Intervention type	Procedure/Surgery
Primary outcome measure(s)	Vaginal anatomical outcomes (Anatomical assessments involved measuring vaginal hiatus and total vaginal length) measured using a Sims speculum to retract vaginal walls and enable direct visualization. The vaginal hiatus was recorded as the maximal transverse distance between the vaginal borders during a Valsalva maneuver, and total vaginal length was measured from the posterior fornix to the hymenal ring, with manual repositioning of point C or D when required. These measures were conducted at three specific time points. The baseline evaluation (EB) was performed before the first laser session.
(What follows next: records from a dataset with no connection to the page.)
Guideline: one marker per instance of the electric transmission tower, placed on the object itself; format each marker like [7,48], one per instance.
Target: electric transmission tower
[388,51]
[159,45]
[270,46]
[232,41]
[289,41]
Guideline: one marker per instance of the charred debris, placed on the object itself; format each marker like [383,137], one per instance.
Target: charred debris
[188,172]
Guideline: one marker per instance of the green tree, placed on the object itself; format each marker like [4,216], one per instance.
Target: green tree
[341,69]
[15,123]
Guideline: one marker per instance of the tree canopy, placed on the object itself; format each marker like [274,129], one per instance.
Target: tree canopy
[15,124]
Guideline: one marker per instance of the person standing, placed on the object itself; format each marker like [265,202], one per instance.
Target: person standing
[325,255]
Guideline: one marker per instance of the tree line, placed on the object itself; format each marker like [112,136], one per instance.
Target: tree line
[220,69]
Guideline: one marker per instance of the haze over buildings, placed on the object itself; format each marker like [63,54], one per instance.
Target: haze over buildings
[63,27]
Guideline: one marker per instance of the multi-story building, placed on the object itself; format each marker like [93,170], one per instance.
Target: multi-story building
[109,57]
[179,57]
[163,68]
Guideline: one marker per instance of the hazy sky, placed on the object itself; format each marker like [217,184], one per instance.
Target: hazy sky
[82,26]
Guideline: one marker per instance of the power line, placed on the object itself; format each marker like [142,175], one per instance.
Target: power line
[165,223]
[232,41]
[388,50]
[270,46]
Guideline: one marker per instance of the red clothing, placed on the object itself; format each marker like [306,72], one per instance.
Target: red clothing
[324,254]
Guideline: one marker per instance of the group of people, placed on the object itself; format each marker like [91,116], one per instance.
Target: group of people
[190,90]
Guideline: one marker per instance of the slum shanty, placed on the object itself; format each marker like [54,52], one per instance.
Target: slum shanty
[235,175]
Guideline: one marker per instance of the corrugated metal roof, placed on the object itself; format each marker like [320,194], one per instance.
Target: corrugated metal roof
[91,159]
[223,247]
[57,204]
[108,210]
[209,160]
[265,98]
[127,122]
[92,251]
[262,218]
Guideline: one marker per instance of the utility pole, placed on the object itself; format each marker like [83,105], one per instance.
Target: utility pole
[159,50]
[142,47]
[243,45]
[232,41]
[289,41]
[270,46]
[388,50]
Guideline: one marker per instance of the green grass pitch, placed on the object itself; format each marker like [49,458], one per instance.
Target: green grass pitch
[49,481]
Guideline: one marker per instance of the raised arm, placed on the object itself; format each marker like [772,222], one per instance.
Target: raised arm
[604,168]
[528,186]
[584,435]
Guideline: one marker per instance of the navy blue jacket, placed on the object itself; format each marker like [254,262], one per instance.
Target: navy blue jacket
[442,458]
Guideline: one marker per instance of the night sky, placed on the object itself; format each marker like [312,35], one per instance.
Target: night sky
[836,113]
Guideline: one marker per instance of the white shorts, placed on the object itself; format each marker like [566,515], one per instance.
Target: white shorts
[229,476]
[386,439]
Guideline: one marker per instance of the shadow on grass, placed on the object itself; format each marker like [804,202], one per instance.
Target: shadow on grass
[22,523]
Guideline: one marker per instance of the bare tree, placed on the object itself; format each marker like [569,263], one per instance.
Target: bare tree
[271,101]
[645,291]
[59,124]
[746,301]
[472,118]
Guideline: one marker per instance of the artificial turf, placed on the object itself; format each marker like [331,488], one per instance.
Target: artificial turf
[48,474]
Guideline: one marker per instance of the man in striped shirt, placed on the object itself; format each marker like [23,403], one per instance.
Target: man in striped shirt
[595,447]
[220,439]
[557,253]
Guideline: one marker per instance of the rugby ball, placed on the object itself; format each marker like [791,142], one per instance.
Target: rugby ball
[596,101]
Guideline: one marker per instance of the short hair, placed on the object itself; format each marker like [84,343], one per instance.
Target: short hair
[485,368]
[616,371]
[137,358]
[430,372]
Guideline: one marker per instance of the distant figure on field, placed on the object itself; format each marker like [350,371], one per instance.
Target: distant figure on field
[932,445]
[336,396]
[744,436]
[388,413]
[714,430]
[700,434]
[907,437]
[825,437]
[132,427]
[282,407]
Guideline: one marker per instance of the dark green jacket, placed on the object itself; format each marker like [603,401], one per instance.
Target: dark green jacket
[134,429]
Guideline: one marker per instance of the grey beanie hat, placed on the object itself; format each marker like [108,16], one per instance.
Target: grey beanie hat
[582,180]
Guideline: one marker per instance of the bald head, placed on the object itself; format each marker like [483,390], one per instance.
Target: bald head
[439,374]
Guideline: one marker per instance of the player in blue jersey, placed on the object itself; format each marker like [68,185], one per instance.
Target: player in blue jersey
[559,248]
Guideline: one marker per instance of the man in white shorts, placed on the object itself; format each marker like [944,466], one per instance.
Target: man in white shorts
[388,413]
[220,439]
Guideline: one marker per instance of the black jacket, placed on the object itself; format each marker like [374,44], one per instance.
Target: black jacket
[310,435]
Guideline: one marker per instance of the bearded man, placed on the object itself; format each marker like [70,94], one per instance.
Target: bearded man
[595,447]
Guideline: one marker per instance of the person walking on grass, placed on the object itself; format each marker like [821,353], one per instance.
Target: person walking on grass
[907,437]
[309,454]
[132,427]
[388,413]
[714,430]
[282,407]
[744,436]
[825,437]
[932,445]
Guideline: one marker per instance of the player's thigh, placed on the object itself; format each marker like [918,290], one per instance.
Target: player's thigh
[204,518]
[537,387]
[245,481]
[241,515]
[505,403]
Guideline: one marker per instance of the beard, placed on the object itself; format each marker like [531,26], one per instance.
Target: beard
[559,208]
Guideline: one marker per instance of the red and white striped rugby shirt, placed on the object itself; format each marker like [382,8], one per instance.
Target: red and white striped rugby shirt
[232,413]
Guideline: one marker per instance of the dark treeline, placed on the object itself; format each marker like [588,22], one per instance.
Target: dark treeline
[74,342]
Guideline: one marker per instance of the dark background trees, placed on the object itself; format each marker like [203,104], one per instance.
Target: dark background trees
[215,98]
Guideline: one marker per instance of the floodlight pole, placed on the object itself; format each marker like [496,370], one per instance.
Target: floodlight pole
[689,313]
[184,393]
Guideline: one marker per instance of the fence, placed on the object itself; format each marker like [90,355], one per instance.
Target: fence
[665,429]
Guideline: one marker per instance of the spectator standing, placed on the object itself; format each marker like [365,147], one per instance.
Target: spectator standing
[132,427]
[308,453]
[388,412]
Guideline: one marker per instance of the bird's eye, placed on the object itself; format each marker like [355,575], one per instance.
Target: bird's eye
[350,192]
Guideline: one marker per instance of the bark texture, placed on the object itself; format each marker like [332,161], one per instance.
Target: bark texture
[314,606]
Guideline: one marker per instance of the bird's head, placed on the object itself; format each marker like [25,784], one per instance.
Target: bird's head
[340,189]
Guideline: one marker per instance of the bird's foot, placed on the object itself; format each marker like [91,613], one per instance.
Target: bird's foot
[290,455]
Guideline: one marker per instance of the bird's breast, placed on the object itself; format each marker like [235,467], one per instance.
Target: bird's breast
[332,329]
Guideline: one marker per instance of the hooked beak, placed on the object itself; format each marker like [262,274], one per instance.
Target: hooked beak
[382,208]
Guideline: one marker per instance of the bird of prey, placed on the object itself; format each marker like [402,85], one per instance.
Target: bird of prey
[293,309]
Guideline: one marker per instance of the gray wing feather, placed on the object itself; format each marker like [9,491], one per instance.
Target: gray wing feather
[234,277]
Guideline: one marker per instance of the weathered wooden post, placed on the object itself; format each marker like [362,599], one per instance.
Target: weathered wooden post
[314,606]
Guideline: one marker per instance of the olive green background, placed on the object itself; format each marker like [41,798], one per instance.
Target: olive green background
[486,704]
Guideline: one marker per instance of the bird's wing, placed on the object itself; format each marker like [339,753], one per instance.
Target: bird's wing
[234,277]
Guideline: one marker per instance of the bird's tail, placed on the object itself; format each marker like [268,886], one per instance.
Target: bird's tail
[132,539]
The first follow-up (FU1) took place between 6 and 8 weeks after the initial treatment, while the second follow-up (FU2) was scheduled 6 to 8 weeks after the second laser session.
Key secondary outcome measure(s)	The following secondary outcome measures were assessed at the baseline evaluation (EB) before the first laser session, the first follow-up (FU1) between 6 and 8 weeks after the initial treatment, and the second follow-up (FU2) 6 to 8 weeks after the second laser session: 1. Sexual function measured using the Female Sexual Function Index (FSFI) 2. Incontinence severity measured using the International Consultation on Incontinence Questionnaire - Short Form (ICIQ-SF) 3. Quality of life measured using the Incontinence Quality of Life Questionnaire (I-QOL) 4. The pelvic floor strength measured using the Oxford Grading Scale for Pelvic Floor Muscle Strength
Completion date	25/01/2025

Eligibility

Participant type(s)	Patient
Age group	Mixed
Lower age limit	49.11 Years
Upper age limit	67.1 Years
Sex	Female
Target sample size at registration	47
Total final enrolment	47
Key inclusion criteria	1. Treated at the participating unit 2. Presented with clinical manifestations of GSM such as vaginal dryness, dyspareunia, a sensation of laxity, urinary incontinence, or sexual dysfunction 3. Written informed consent obtained before enrollment
Key exclusion criteria	1. Not having menopause or GMS 2. No written informed consent
Date of first enrolment	27/01/2024
Date of final enrolment	03/10/2024

Locations

Countries of recruitment

Spain

Study participating centre

RAPbarcelona

Avinguda Diagonal 263
Barcelona
08037
Spain

Results and Publications

Individual participant data (IPD) Intention to share	Yes
IPD sharing plan summary	Available on request
IPD sharing plan	The datasets generated and analysed during the current study will be available upon request from Prof Inés Ramírez García (inesrg@blanquerna.url.edu); type of data: all raw data; timing: not yet known; consent obtained: yes; anonymization: coded/anonymous; restrictions: none; additional comments: none.

Study outputs

Output type	Details	Date created	Date added	Peer reviewed?	Patient-facing?
Participant information sheet	Participant information sheet	11/11/2025	11/11/2025	No	Yes

Editorial Notes

27/08/2025: Study's existence confirmed by the Faculty of Health Sciences Blanquerna - Ramon Llull University Research Ethics Committee (CER)-FCSB, Spain.